No, not the movie featuring George Clooney and Catherine Zeta-Jones. I fell in love with this skirt when it was published in Knitty in Fall 2006, a few months after I had resumed knitting. But I couldn’t justify making it for myself, for several reasons. One: my derriere stopped being cute a couple of decades ago, and this skirt draws attention to the wearer’s callipygous qualities. Or lack thereof.
Two: I dress modestly, and while this skirt more than adequately covers the essentials, it also emphasizes them (see “One”, above). I considered making the skirt longer and working the ribbon loops at or just above the back of the knee, thereby satisfying my love of decoration while remaining true to my standards. But in the end I just sighed and left it off my queue.

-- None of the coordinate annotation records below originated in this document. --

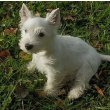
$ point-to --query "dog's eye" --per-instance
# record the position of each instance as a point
(25, 30)
(41, 34)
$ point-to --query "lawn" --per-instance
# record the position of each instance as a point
(21, 90)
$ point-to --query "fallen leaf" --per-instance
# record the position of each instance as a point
(37, 14)
(69, 18)
(10, 31)
(99, 90)
(62, 92)
(24, 56)
(50, 10)
(21, 91)
(60, 103)
(4, 54)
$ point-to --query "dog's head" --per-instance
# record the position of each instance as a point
(37, 33)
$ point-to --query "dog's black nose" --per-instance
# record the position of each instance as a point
(28, 46)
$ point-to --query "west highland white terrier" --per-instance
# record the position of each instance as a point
(60, 58)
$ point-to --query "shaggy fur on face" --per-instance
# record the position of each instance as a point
(60, 58)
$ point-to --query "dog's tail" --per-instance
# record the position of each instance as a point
(105, 57)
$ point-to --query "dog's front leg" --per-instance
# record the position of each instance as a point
(53, 85)
(31, 66)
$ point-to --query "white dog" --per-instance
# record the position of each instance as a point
(60, 58)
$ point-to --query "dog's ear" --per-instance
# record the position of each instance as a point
(24, 13)
(54, 17)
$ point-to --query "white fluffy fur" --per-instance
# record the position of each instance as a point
(60, 58)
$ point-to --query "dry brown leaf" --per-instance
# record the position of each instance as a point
(24, 56)
(4, 54)
(41, 93)
(69, 18)
(49, 10)
(99, 90)
(10, 31)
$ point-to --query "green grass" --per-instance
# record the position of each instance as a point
(19, 89)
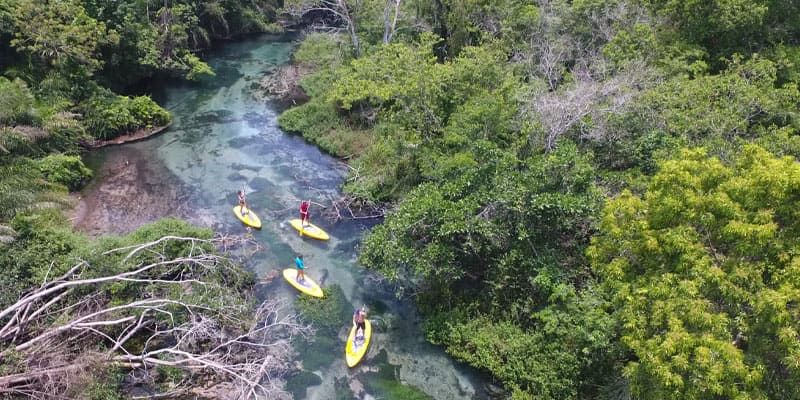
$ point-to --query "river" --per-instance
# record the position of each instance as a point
(223, 139)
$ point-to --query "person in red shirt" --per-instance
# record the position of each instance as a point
(304, 205)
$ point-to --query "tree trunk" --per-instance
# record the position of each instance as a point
(390, 26)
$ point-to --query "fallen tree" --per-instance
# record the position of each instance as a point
(168, 307)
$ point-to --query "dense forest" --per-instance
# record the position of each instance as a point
(593, 199)
(589, 199)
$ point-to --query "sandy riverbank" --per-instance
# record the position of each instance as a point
(129, 189)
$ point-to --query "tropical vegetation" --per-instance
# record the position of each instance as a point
(592, 199)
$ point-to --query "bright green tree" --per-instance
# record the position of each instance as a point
(704, 274)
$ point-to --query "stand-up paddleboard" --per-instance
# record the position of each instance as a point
(309, 230)
(249, 218)
(354, 350)
(307, 286)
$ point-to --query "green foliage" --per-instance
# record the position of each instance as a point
(321, 51)
(64, 170)
(701, 271)
(61, 33)
(16, 103)
(107, 116)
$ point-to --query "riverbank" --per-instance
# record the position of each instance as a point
(130, 189)
(135, 136)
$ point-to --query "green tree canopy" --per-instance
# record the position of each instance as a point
(704, 272)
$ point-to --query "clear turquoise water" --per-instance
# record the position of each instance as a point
(222, 140)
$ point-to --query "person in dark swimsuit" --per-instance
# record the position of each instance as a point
(243, 203)
(301, 267)
(304, 206)
(359, 318)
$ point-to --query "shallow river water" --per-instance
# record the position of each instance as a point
(223, 139)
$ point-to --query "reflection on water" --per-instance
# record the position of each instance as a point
(223, 140)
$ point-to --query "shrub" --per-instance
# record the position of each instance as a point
(107, 116)
(65, 170)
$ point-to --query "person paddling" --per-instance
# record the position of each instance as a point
(304, 206)
(242, 203)
(359, 318)
(298, 262)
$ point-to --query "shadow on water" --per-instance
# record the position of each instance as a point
(223, 140)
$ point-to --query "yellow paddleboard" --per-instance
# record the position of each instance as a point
(308, 286)
(249, 218)
(309, 230)
(354, 351)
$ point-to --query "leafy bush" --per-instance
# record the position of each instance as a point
(16, 103)
(65, 170)
(107, 116)
(321, 50)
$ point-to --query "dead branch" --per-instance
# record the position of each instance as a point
(50, 329)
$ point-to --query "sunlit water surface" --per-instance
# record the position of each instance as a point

Three: knitted skirts gang aft agley. They can warp and twist from an improperly balanced yarn, sag from the weight of the yarn, become rump-sprung.
Behold the solution:
I knitted size L in approximately 1/3 scale. Yesterday I went to The French Knot and special-ordered some handpainted silk ribbon for the lacing, but this will work for now. I used all but a golf-ball-sized remnant of a full skein of Elsebeth Lavold’s Hempathy. The ribbing was knitted using size 000 needles, the body on 00’s. I tried working the ruffle, but the yarn was too stiff at this scale, so I opted for a ribbed hem instead. When I finish (i.e., design and make) the silk dupioni blouse that will go with this, I’ll take a picture of Celeste in her new finery. I have another ball of this yarn. It might wind up as a jacket. Lovely yarn, only the tiniest bit splitty.